The voluntary approach
Paul Suff asks if voluntary commitments to cutting carbon emissions might be more successful than holding out for a multilateral legally-binding follow-on from Kyoto
Many of us had high hopes in the run up to the Copenhagen climate change summit in 2009 that a new international agreement to replace the Kyoto Protocol would be signed in the Danish capital only to be disappointed.
Expectations were far lower last December, when climate negotiations reconvened in the Mexican city of Cancun, but the outcome was substantially better than we feared.
The Copenhagen Accord, a voluntary agreement to reduce emissions put together behind closed doors by a small group of countries, was ratified in Cancun. Now 76 countries have pledged to reduce emissions. Importantly, the group includes China, India and the US, all of which had remained outside the Kyoto process.

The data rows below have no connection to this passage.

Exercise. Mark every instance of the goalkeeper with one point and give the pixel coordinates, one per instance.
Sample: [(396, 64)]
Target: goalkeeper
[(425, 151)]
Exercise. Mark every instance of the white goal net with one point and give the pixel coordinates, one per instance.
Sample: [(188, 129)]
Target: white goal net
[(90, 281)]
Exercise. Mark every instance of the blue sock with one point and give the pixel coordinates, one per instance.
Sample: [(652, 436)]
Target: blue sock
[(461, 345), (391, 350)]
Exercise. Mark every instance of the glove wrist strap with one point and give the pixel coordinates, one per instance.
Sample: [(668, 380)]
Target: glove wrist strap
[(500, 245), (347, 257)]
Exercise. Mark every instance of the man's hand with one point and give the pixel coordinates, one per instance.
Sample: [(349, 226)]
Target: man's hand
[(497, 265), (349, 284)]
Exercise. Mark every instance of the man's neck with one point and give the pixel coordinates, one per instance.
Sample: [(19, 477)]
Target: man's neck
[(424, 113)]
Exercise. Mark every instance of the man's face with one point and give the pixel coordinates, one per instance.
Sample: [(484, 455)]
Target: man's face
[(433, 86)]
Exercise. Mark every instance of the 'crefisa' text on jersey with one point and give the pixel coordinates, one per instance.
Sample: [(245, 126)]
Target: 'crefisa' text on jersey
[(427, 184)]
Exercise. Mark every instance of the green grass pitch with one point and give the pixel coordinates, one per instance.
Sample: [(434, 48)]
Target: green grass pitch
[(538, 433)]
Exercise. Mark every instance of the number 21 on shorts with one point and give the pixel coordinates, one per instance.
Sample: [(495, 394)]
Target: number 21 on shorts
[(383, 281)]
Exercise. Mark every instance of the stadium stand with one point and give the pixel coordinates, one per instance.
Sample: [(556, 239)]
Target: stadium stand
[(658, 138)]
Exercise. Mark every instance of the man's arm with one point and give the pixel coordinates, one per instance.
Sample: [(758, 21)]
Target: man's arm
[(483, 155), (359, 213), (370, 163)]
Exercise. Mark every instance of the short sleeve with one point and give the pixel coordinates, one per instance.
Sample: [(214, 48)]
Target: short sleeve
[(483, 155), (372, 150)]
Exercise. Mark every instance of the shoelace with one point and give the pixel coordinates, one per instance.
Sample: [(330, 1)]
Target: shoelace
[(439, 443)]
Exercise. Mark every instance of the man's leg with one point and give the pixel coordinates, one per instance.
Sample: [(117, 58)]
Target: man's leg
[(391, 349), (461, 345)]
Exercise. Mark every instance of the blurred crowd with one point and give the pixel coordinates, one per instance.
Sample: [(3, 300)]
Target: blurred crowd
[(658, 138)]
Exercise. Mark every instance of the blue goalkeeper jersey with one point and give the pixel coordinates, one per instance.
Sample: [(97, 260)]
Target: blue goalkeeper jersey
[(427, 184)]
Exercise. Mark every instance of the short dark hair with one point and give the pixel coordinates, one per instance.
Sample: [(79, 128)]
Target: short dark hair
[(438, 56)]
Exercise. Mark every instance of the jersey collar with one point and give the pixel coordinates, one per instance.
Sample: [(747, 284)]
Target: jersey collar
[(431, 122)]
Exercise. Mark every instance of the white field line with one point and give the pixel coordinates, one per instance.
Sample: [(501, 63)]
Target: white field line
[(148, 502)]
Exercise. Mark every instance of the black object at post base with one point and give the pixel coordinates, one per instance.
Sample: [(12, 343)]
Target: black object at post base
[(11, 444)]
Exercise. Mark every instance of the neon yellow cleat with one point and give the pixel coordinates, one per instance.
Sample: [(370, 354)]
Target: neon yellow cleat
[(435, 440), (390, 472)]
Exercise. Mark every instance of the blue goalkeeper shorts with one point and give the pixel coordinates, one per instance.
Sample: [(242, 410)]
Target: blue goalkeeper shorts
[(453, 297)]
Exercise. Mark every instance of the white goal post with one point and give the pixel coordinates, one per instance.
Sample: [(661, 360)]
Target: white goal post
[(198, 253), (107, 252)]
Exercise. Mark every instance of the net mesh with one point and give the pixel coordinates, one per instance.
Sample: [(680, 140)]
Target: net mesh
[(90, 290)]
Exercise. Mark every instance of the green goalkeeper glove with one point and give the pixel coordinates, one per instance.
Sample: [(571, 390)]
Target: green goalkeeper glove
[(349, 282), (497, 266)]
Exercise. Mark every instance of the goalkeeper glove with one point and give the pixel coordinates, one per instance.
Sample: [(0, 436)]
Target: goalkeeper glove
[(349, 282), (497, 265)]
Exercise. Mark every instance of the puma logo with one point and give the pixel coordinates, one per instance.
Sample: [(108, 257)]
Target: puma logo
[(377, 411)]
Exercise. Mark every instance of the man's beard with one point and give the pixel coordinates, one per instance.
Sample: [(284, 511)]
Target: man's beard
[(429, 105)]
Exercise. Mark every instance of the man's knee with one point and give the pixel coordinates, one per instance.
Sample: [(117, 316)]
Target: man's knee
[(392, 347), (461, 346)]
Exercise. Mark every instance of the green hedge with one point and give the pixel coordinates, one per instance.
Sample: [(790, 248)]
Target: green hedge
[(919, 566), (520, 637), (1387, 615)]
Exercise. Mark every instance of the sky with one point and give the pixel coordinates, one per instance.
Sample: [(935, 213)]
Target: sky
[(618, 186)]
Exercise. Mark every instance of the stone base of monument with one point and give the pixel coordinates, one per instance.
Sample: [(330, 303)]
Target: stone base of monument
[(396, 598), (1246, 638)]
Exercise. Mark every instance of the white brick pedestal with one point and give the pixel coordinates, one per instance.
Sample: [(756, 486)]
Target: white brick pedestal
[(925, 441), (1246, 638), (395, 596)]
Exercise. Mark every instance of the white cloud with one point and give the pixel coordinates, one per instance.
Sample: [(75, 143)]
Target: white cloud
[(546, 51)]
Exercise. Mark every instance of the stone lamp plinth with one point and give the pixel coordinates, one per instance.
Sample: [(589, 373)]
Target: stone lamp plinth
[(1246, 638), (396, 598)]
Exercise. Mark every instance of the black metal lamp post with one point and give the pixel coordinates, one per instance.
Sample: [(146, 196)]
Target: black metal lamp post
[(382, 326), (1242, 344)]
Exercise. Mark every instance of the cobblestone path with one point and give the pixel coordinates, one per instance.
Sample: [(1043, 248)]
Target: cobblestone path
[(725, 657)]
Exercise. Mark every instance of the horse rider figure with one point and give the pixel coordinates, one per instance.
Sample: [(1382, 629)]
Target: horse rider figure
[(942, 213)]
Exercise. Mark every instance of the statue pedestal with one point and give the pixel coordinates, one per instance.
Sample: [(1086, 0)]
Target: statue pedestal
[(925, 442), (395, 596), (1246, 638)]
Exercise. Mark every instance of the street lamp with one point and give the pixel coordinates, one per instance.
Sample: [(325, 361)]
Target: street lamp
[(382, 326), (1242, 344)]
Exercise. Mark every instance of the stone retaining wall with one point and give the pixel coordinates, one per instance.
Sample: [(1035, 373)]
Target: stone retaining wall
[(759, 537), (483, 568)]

These commitments to reduce emissions are only voluntary, however, whereas the Kyoto cuts are legally binding on participants – though some countries are likely to default.
Given the outcomes at Copenhagen and Cancun might it be better to pursue voluntary agreements rather than continue the seemingly futile search for a successor, or an extension, to the protocol?
A new report from the Smith School of Enterprise and the Environment at the University of Oxford thinks we should. It argues that by securing pledges from the US, as well as emerging economies like China, the voluntary approach is the way forward because these two countries – the world’s largest emitters of greeenhouse gases – are among a group of nations that would never sign a legally binding treaty.
The problem with the voluntary approach is that there little to stop countries moving the goalposts if circumstances change. One of the main objectives of the Cancun agreement is to “encourage the participation of all countries in reducing emissions, in accordance with each country’s different responsibilities and capabilities to do so.” It is this last bit, about capability that is worrying.
The US pledge is to cut its emissions by 17% against 2005 levels by 2020. That is only 3% below 1990 levels – the main Kyoto baseline – and is subject to the successful passing of energy and climate legislation. That legislation is now stalled and will not become law anytime soon, so the US is no longer capable of meeting its own voluntary target.
Following the global economic recession and slow recovery, the US is unlikely to be the only country that is incapable of meeting its Cancun pledge.